Już jestem drugi dzień we Włoszech. Wczoraj przyleciałam, ale nie miałam już na nic siły więc dziś postanowiłam, że wyruszę w miasto. Wszystko było bardzo fajne ale szczególnie przykuły moją uwagę plakaty o Jam&Roller chyba to jakiś klub więc postanowiłam tam pójść gdyż było to nie daleko tylko ok.500 metrów. Gdy doszłam zobaczyłam dużo ludzi przed budynkiem byli to głównie nastolatki w moim wieku. Gdy weszłam do środka było tam niesamowicie wielki tor wrotkarski i kafejka wszytko wyglądało bardzo fajnie.
-Jesteś tu pierwszy raz? Wydajesz się na zagubioną? - Usłyszałam głos zza moich pleców, więc się odwróciłam.
-Tak jestem tu pierwszy raz.- Odpowiedziałam nieznajomemu.
-Nie przedstawiłem się, jestem Simon. - Powiedział podając mi rękę.
-Ja jestem Ludmiła. - Powiedziałam podając mu rękę.
-Co cię tu do nas sprowadza?
-Sama nie wiem. Do Włoch przyleciałam by odpocząć a tu przywiodły mnie plakaty chciałam sprawdzić co tu jest. Teraz mam tu chociaż jednego znajomego.
-Jesteś tu sama?
-Tak postanowiłam odpocząć od wszystkich przeżyć od szkoły i pracy.
-Pracujesz?
-Tak jakby teraz skończył się rok szkolny w Studio On Beat i miałam zagrać w filmie i nagrywać swoją płytę ale postanowiłam to odłożyć.
-Nie wierzę.
-Ale w co Simon?
-Ty jesteś ta Ludmiła ta Supernova.
-Dokładnie. - Powiedziałam i się uśmiechnęłam.
-Luna, Luna chodź tu. - Zawołał Simon do jakiejś dziewczyny.
-Luna poznaj Ludmiłę moją nową znajomą.
-Cześć Luna.
-Ludmiła.Miło mi cię poznać Luna.
-Mi również.
Bardzo fajnie mi się rozmawiało z Siomonem myślę, że zostaniemy przyjaciółmi.
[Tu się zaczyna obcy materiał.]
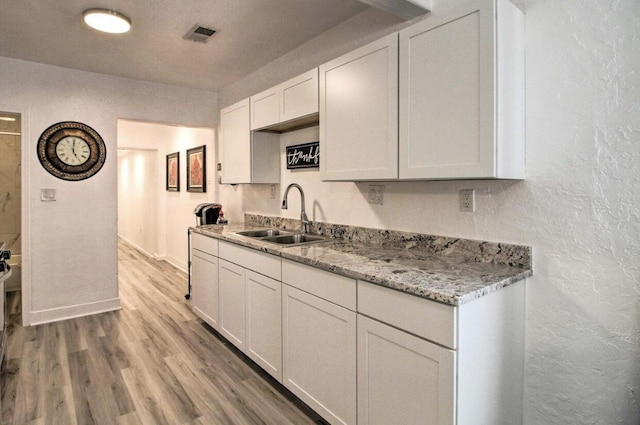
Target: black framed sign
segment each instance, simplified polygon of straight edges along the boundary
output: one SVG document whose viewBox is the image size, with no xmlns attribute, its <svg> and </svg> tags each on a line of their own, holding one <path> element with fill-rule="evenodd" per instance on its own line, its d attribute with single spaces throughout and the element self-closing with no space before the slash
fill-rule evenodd
<svg viewBox="0 0 640 425">
<path fill-rule="evenodd" d="M 319 168 L 320 141 L 287 146 L 287 169 Z"/>
</svg>

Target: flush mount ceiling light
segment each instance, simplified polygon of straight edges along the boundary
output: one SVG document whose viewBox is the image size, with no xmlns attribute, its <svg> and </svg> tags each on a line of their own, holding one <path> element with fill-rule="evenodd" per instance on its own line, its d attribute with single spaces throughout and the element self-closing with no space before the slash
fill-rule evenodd
<svg viewBox="0 0 640 425">
<path fill-rule="evenodd" d="M 91 28 L 111 34 L 122 34 L 131 29 L 131 20 L 121 13 L 108 9 L 89 9 L 82 14 Z"/>
</svg>

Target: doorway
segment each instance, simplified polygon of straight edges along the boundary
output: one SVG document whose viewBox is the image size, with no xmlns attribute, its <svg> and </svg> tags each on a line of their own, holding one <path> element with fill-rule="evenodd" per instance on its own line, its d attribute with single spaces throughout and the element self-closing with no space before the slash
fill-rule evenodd
<svg viewBox="0 0 640 425">
<path fill-rule="evenodd" d="M 0 243 L 11 251 L 7 292 L 22 288 L 22 115 L 0 110 Z"/>
</svg>

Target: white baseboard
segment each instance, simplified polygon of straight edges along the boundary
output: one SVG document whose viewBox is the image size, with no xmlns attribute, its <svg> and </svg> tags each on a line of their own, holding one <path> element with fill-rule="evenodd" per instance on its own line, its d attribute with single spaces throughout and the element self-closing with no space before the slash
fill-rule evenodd
<svg viewBox="0 0 640 425">
<path fill-rule="evenodd" d="M 167 263 L 171 264 L 173 267 L 175 267 L 175 268 L 177 268 L 179 270 L 182 270 L 185 273 L 188 273 L 187 272 L 187 263 L 185 261 L 177 260 L 177 259 L 175 259 L 175 258 L 173 258 L 171 256 L 164 256 L 162 259 L 164 261 L 166 261 Z"/>
<path fill-rule="evenodd" d="M 35 326 L 43 323 L 90 316 L 92 314 L 106 313 L 108 311 L 120 310 L 120 308 L 120 298 L 112 298 L 110 300 L 97 301 L 89 304 L 78 304 L 69 307 L 54 308 L 51 310 L 32 311 L 29 316 L 31 319 L 31 325 Z"/>
<path fill-rule="evenodd" d="M 130 240 L 128 238 L 125 238 L 124 236 L 121 236 L 121 235 L 118 235 L 118 237 L 120 239 L 122 239 L 123 241 L 125 241 L 128 245 L 131 245 L 132 247 L 134 247 L 138 251 L 142 252 L 147 257 L 149 257 L 149 258 L 155 258 L 156 257 L 156 255 L 151 254 L 150 252 L 148 252 L 147 250 L 145 250 L 144 248 L 142 248 L 140 245 L 136 244 L 132 240 Z"/>
</svg>

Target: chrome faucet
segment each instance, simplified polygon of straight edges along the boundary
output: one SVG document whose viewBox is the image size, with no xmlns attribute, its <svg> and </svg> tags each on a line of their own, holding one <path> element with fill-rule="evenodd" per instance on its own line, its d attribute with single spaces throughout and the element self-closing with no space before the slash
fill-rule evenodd
<svg viewBox="0 0 640 425">
<path fill-rule="evenodd" d="M 307 218 L 307 213 L 304 211 L 304 192 L 302 191 L 302 187 L 298 183 L 291 183 L 284 191 L 284 197 L 282 198 L 282 209 L 286 210 L 289 207 L 287 202 L 287 196 L 289 195 L 289 189 L 295 187 L 300 191 L 300 233 L 308 233 L 309 232 L 309 224 L 311 222 Z"/>
</svg>

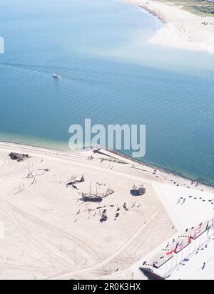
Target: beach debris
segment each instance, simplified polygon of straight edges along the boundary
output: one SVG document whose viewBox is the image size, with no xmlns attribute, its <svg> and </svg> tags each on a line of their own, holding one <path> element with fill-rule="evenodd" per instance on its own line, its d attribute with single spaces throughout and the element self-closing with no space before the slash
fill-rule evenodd
<svg viewBox="0 0 214 294">
<path fill-rule="evenodd" d="M 68 187 L 69 186 L 71 186 L 73 188 L 75 188 L 75 187 L 73 187 L 73 185 L 75 185 L 75 184 L 81 183 L 83 182 L 85 182 L 85 178 L 84 178 L 83 174 L 82 175 L 82 177 L 81 178 L 78 178 L 75 176 L 72 176 L 71 177 L 71 179 L 68 179 L 68 183 L 66 184 L 66 187 Z"/>
<path fill-rule="evenodd" d="M 120 214 L 118 212 L 117 212 L 115 215 L 115 218 L 114 220 L 116 221 L 117 219 L 117 218 L 119 216 Z"/>
<path fill-rule="evenodd" d="M 143 195 L 146 193 L 146 188 L 143 184 L 136 184 L 134 183 L 130 192 L 133 196 Z"/>
<path fill-rule="evenodd" d="M 21 154 L 21 153 L 16 153 L 16 152 L 11 152 L 9 153 L 9 156 L 10 159 L 12 160 L 16 160 L 18 162 L 22 162 L 24 159 L 27 159 L 30 158 L 30 156 L 26 154 Z"/>
<path fill-rule="evenodd" d="M 101 219 L 100 219 L 101 223 L 102 223 L 103 221 L 106 221 L 108 219 L 108 216 L 107 216 L 107 211 L 106 209 L 104 209 L 103 213 L 102 213 L 102 216 Z"/>
<path fill-rule="evenodd" d="M 128 207 L 127 207 L 127 206 L 126 206 L 126 202 L 123 203 L 123 209 L 124 209 L 126 211 L 128 211 Z"/>
<path fill-rule="evenodd" d="M 106 198 L 107 197 L 107 196 L 111 195 L 115 192 L 115 191 L 112 189 L 111 188 L 108 188 L 104 192 L 98 193 L 97 185 L 96 185 L 96 193 L 91 193 L 91 183 L 90 182 L 89 192 L 88 193 L 81 192 L 81 200 L 83 201 L 101 202 L 103 201 L 103 198 Z"/>
<path fill-rule="evenodd" d="M 32 179 L 32 178 L 34 178 L 33 172 L 34 172 L 34 170 L 33 170 L 32 172 L 31 172 L 31 171 L 29 169 L 29 173 L 28 173 L 28 174 L 26 175 L 26 177 L 27 179 Z"/>
</svg>

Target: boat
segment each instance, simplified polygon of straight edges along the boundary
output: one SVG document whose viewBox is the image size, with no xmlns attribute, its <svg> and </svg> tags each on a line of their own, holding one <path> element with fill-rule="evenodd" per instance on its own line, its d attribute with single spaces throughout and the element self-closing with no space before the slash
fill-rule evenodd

Rozmawialiśmy chyba z godzinę o różnych sprawach. Czas leciał bardzo szybko.
-Simon co to za chłopak i ta dziewczyna? Widzę, że bardzo dobrze jeżdżą chociaż się na tym nie znam.
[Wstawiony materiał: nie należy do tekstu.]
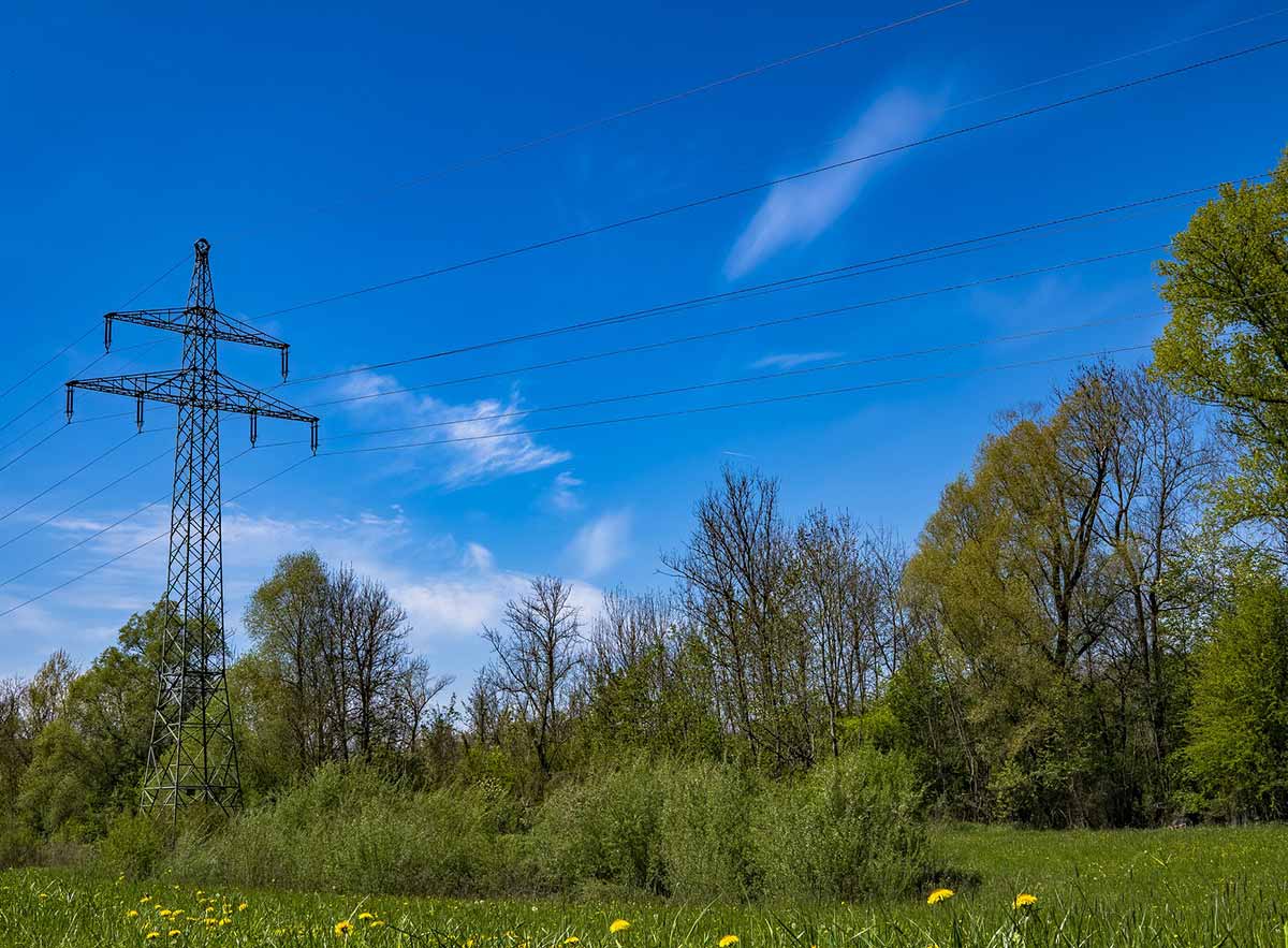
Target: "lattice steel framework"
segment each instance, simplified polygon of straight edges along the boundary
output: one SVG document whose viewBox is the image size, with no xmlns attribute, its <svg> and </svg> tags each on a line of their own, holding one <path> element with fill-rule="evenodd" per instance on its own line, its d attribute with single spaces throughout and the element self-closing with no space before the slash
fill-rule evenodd
<svg viewBox="0 0 1288 948">
<path fill-rule="evenodd" d="M 129 395 L 143 428 L 144 402 L 178 406 L 174 497 L 170 505 L 170 560 L 165 625 L 157 666 L 157 701 L 143 778 L 142 808 L 178 819 L 193 802 L 223 810 L 241 802 L 237 738 L 225 678 L 224 573 L 220 544 L 219 415 L 250 416 L 255 443 L 259 417 L 307 421 L 317 451 L 318 420 L 219 371 L 216 344 L 242 343 L 278 349 L 282 379 L 287 344 L 215 308 L 210 242 L 194 245 L 192 286 L 183 309 L 148 309 L 104 316 L 104 345 L 112 323 L 129 322 L 183 335 L 183 367 L 67 383 L 67 420 L 76 389 Z"/>
</svg>

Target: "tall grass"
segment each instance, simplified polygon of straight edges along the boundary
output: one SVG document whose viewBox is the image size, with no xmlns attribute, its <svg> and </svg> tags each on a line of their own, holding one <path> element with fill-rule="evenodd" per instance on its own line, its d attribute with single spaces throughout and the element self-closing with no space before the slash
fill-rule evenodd
<svg viewBox="0 0 1288 948">
<path fill-rule="evenodd" d="M 108 844 L 109 871 L 153 862 L 133 823 Z M 410 792 L 330 766 L 219 828 L 185 830 L 164 867 L 210 885 L 746 900 L 902 894 L 931 859 L 907 764 L 860 752 L 783 786 L 630 757 L 556 787 L 531 817 L 480 787 Z"/>
</svg>

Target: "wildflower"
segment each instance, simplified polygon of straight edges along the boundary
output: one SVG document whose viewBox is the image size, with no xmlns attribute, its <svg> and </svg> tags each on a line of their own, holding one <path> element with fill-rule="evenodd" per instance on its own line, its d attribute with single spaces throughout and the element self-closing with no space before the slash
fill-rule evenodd
<svg viewBox="0 0 1288 948">
<path fill-rule="evenodd" d="M 935 889 L 926 896 L 927 905 L 938 905 L 940 902 L 947 902 L 954 895 L 952 889 Z"/>
</svg>

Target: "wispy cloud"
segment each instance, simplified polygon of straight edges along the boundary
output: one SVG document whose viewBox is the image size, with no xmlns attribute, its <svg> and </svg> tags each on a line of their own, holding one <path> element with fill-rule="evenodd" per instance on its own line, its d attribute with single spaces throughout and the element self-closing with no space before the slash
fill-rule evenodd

-To Matteo i Ambar są parą, nie są za bardzo przyjacielscy lecz jeśli chcesz mogę cię z nimi zapoznać.
-To chodźmy sama się przekonam jacy są. - Uśmiechnęłam się i poszliśmy, a on akurat zaszli z toru.
-Ambar! Matteo! chciałem wam kogoś przedstawić.- I spojrzeli w naszą stronę.
Nagle się zatrzymałam. Stałam jak słup soli.
-Simon!
-Co się stało chodź.
-Nie, nie, nie nie wierzę.
-Ludmiła co się stało?
-To przecież Federico.- Powiedziałam i podeszłam do niego.
-Federico co ty tu robisz? Zrywasz ze mną i znikasz a teraz odnajduję cię we Włoszech!
-Przepraszam ale to chyba jakiejś nieporozumienie ja jestem Matteo.
-Nie udawaj. Jak tak możesz.
-Ludmiła ale to jest Matteo. -Powiedział mój nowy przyjaciel.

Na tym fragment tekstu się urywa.